2. Description of the Prior Art
Conventionally, an electronic device such as a semiconductor device or the like is wirebonded and a molding material is applied over the entire body of the electronic device.
Generally, in a plastic molding package, water which reduces the reliability of the electronic device enters the molding from external sources, and has a tendency to collect on the rear or under side of the die of the lead frame. Then this moisture vaporizes quickly when the package is soldered (this generally involves immersion in molten solder at 260.degree. C. for 3 to sec). As a result, the molding which is softened by this heating swells, so that cracks or bulging are induced in the molding itself.
A conventional semiconductor device as shown in FIG. 1 comprises a lead 35 and a die 35', an IC chip 28 die-attached to the die 35' and a molding 41.
The frame die 35' is made of metal such as copper, 42 Alloy (which is an alloy comprising nickel and iron, with the ratio of nickel to iron 42:58) or the like, on the surfaces, specifically on the under or reverse side, of which a low class oxide 32 is inclined to be formed during heat treatment at 100.degree. C. to 350.degree. C. when the electronic part 28 is die-attached to the die 35' through a paste layer 24.

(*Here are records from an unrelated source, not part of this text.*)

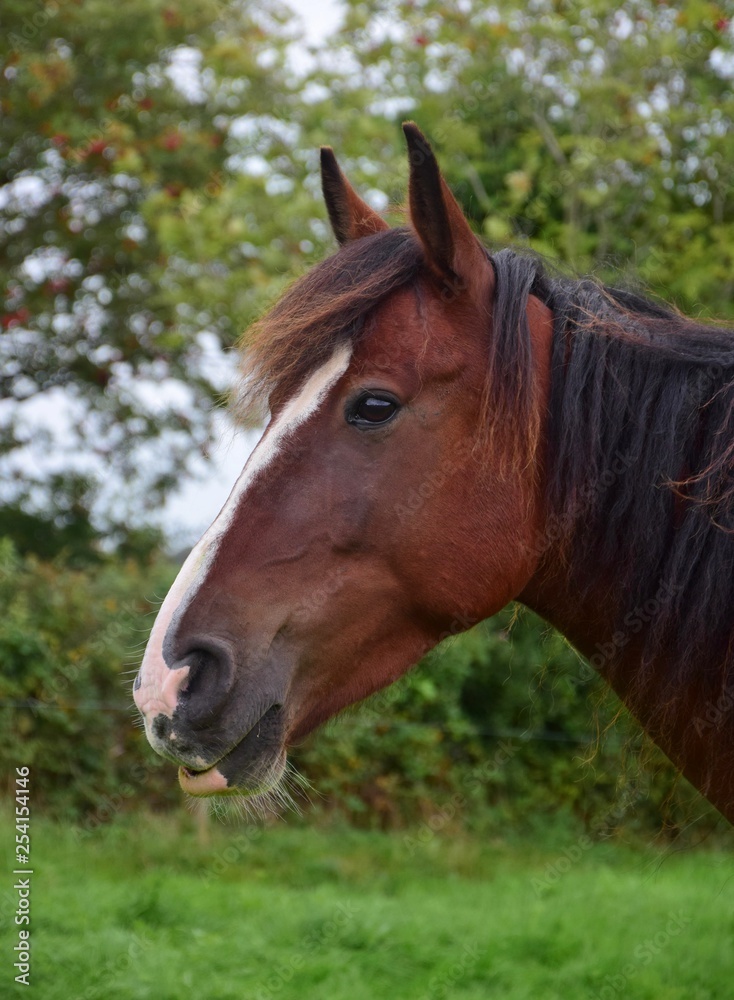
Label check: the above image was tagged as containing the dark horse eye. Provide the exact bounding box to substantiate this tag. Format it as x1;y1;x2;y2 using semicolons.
348;392;398;426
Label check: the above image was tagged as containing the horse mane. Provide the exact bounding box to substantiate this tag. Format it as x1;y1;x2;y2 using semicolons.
245;227;734;704
492;250;734;708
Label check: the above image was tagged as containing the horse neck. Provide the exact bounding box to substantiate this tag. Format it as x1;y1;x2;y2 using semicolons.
519;310;734;822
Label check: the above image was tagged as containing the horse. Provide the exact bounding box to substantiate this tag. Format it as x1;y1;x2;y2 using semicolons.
134;122;734;821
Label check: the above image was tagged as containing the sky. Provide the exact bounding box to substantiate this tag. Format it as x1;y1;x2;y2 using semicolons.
162;0;341;548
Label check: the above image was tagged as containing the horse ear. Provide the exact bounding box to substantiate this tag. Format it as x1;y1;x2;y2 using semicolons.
321;146;388;244
403;122;494;293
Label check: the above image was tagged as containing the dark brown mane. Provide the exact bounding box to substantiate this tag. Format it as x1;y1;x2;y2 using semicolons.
492;250;734;706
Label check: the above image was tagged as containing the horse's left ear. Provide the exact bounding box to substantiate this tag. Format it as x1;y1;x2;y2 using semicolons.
403;122;494;295
321;146;389;244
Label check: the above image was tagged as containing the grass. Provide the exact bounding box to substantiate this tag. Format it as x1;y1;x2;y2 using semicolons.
0;816;734;1000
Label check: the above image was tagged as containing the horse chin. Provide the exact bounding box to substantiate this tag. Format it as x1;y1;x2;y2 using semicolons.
178;706;286;798
178;748;286;799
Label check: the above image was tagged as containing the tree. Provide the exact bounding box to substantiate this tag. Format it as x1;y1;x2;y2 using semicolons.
0;0;324;540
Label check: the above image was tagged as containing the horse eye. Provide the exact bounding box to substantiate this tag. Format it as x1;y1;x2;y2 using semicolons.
349;393;398;425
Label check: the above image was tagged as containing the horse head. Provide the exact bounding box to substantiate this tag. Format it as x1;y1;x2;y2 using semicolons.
134;123;551;795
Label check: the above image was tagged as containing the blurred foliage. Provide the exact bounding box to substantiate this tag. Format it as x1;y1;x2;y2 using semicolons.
0;0;734;835
0;538;176;819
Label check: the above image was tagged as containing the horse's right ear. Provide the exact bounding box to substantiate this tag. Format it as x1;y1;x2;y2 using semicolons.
321;146;389;244
403;122;494;299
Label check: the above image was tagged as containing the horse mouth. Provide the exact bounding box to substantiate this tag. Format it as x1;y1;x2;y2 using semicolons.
178;704;285;797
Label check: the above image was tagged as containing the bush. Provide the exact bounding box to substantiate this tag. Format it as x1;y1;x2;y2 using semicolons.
0;538;175;819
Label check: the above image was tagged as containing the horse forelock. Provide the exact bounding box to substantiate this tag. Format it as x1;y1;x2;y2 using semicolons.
239;228;423;420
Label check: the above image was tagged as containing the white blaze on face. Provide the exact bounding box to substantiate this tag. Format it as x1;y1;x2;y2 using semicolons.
134;345;352;739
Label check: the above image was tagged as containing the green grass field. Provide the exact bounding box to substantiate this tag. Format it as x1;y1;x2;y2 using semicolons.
0;817;734;1000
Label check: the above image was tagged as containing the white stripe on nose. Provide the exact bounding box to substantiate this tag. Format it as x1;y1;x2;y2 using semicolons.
133;344;352;728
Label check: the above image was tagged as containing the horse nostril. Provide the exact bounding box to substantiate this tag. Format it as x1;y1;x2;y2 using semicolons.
178;646;233;723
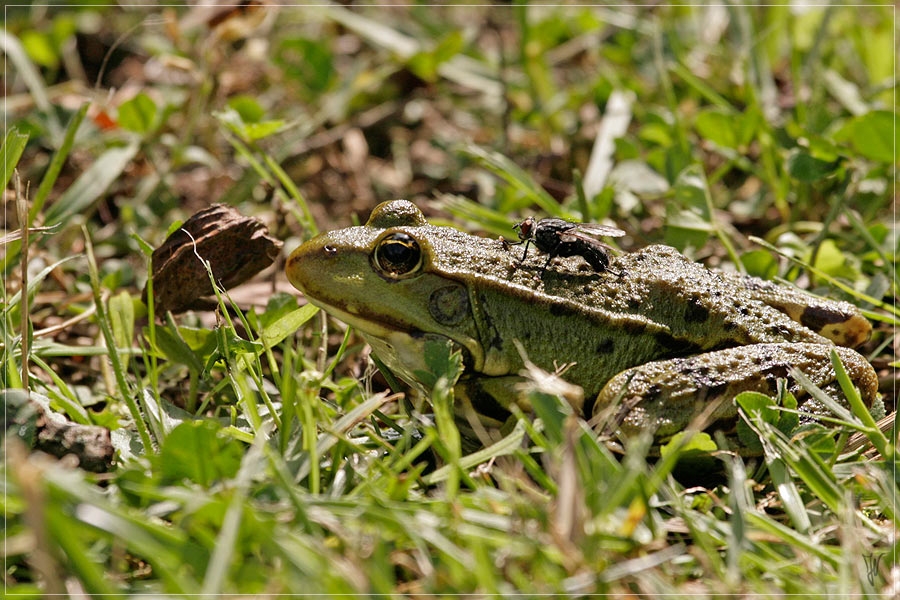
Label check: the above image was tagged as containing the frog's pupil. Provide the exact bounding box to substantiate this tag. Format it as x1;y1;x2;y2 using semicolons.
375;233;421;275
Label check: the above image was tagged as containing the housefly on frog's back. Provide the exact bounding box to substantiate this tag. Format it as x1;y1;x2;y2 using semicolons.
510;217;625;273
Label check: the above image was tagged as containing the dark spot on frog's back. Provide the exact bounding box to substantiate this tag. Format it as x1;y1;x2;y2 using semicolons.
597;338;616;354
550;302;578;317
800;306;850;331
684;298;709;323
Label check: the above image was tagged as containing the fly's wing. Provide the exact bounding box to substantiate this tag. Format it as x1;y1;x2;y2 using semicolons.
559;231;619;252
566;223;625;237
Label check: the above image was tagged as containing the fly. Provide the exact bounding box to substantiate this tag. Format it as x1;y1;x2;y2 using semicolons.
513;217;625;273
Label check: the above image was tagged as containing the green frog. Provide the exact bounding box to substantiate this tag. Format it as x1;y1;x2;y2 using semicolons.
286;200;878;448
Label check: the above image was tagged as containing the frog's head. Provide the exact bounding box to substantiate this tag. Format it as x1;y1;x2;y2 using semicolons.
285;200;483;379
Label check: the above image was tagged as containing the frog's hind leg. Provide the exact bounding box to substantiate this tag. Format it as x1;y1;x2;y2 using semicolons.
593;343;878;436
716;271;872;348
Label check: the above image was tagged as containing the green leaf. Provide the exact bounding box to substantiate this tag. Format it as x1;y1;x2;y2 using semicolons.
813;239;847;276
213;108;284;142
694;109;738;148
28;102;91;223
414;338;462;388
528;390;572;444
119;92;156;134
787;150;840;183
275;37;335;97
259;292;297;327
228;94;266;123
109;291;134;348
45;143;138;225
158;421;244;486
0;127;28;190
156;323;203;373
741;250;778;279
734;392;778;452
850;110;895;163
659;431;719;457
459;144;569;219
20;30;59;69
260;304;319;348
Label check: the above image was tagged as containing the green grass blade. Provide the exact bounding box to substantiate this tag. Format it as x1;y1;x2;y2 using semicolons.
3;127;28;190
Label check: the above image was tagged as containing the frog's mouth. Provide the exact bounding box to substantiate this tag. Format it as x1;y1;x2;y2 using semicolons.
307;296;473;389
285;228;484;372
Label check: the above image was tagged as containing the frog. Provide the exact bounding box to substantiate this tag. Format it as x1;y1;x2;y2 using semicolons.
285;200;878;452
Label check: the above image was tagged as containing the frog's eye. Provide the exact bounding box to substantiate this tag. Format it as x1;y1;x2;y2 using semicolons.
373;231;422;279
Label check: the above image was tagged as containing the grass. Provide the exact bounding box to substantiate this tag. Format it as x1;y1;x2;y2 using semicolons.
0;4;900;597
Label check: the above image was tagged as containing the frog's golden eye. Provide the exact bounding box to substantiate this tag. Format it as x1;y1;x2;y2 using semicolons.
372;231;422;279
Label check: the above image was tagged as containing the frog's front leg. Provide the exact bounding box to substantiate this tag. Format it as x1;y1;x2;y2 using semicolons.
593;343;878;437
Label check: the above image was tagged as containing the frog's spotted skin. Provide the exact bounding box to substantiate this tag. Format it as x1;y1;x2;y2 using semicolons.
594;344;878;436
286;200;877;452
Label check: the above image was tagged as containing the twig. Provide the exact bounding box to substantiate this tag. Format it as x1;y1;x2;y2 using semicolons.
16;169;30;394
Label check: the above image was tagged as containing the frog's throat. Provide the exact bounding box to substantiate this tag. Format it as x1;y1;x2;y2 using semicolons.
306;296;484;372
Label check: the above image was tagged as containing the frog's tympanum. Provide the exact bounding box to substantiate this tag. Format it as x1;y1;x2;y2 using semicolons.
287;200;878;450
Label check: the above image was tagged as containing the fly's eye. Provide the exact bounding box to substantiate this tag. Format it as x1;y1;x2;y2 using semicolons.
373;232;422;279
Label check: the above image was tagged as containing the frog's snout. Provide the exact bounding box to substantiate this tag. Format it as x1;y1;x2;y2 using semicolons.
284;236;338;294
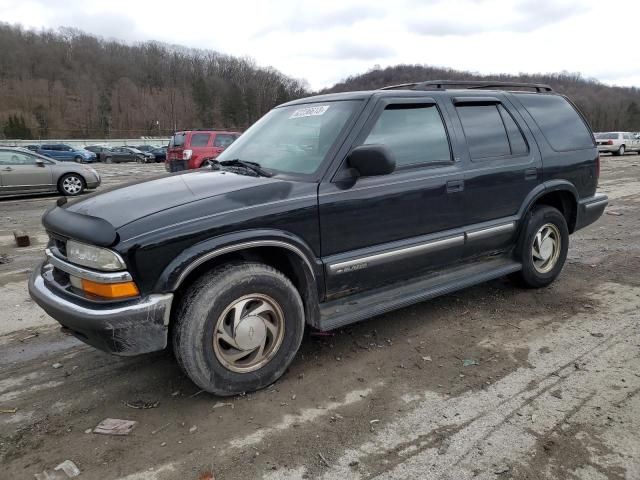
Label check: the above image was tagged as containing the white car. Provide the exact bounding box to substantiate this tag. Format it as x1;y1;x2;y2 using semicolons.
594;132;640;155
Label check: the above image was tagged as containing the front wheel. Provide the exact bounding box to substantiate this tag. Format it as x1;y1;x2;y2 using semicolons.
173;263;304;395
512;205;569;288
58;173;85;197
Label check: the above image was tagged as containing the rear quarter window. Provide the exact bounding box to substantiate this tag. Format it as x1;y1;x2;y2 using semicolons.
516;94;595;152
190;133;211;147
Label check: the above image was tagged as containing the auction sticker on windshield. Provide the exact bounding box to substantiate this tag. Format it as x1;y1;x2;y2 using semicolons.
289;105;331;118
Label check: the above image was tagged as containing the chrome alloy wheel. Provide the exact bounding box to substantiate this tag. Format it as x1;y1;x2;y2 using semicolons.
213;293;284;373
531;223;562;273
62;175;82;195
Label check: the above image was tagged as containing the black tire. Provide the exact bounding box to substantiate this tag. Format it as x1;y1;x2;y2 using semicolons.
172;263;305;396
58;173;87;197
511;205;569;288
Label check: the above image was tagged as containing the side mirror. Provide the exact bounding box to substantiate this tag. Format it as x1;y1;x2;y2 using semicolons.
347;145;396;177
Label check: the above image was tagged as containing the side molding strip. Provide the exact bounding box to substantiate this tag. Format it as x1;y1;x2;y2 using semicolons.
176;240;315;288
329;234;464;275
466;222;516;241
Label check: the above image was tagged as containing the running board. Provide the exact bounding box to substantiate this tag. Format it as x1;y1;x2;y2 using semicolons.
318;256;522;331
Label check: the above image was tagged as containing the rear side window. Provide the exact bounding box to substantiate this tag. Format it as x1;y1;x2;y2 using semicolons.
457;105;511;160
595;132;618;140
516;94;594;152
498;105;529;155
364;104;451;167
191;133;211;147
169;133;186;147
213;133;238;148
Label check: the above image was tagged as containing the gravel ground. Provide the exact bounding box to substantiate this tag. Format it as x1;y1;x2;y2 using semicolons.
0;155;640;480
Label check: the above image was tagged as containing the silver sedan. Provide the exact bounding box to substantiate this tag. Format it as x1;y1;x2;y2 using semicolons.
0;147;100;197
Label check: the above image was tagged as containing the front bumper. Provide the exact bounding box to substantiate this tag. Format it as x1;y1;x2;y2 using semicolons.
598;145;620;153
574;193;609;230
29;262;173;356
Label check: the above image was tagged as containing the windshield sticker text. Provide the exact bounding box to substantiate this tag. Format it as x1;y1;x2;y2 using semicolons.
289;105;331;119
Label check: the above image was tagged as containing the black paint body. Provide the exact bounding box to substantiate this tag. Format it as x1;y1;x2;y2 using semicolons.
33;90;604;354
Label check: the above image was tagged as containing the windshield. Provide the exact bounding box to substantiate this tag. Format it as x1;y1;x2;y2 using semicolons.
218;101;359;174
594;132;618;140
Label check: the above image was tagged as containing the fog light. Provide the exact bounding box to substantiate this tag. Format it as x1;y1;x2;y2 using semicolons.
82;278;140;298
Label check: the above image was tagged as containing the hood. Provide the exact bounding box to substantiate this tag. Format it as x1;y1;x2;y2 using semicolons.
65;170;283;229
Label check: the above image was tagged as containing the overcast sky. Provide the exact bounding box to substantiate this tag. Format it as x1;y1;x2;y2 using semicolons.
0;0;640;89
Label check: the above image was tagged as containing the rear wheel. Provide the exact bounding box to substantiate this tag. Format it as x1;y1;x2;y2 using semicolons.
173;263;304;395
58;173;85;197
512;205;569;288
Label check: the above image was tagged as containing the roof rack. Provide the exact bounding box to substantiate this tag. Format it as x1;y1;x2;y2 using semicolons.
380;80;553;93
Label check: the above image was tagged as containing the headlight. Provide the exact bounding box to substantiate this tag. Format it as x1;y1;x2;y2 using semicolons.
67;240;125;271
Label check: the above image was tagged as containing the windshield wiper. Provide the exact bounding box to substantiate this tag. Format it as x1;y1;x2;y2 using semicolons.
218;158;273;177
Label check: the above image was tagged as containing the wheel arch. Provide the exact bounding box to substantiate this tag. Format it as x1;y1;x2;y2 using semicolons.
156;231;324;326
519;180;579;233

For this reason, if the molding process is performed using an organic resin to form a molding 41 immediately after the die-attaching, an extremely easily-peeled oxide layer 32 remains between the molding 41 and the copper or 42 Alloy. When this electronic device is stored for a long period, the moisture from the air is absorbed by the molding 41 and the moisture is accumulated in the vicinity of the oxide layer 32. For this reason, it is unable to withstand the sudden thermal shock that occurs when solder is subsequently applied for 3 to 10 sec at 260.degree. C., and cracks 33, 33' are produced in the molding 41 around the periphery of the die 35'. In addition, the moisture collected on the rear side of the die 35' is converted to steam and a void 50 occurs at that point, so that swelling 41' (the phenomenon of swelling occurs because the water in the vicinity of the die 35' turns to gas as a result of the temperature elevation when solder is applied to the molding 41 on the rear side of the die 35' ) occurs on the under or rear side of the molding 41. Then, for long time use after it is mounted on a printed-circuit board (PCB), the entry of water and impurities at the location of the cracks induces a deterioration in the characteristics and reliability of the semiconductor device.
In addition, in the prior art, the molding 41 is made from an insulating material of organic resin with a high specific resistance of 1.times.10.sup.17 .OMEGA.cm or greater, therefore, at time of assembling using surface mount technology (SMT), static electricity accumulates on the surface of this insulated molding material through the contact with a jig surface or during storage. When this organic resin is thick, the electric field strength in the mold is relatively small, and the electrostatic discharge damage of the electronic parts does not often occur. However, when the thickness of the molding material is 1.5 mm or less, the strength of the electric field of the static electricity becomes relatively large, and, it can not be ignored from the aspect of guaranteeing the reliability of the electronic parts.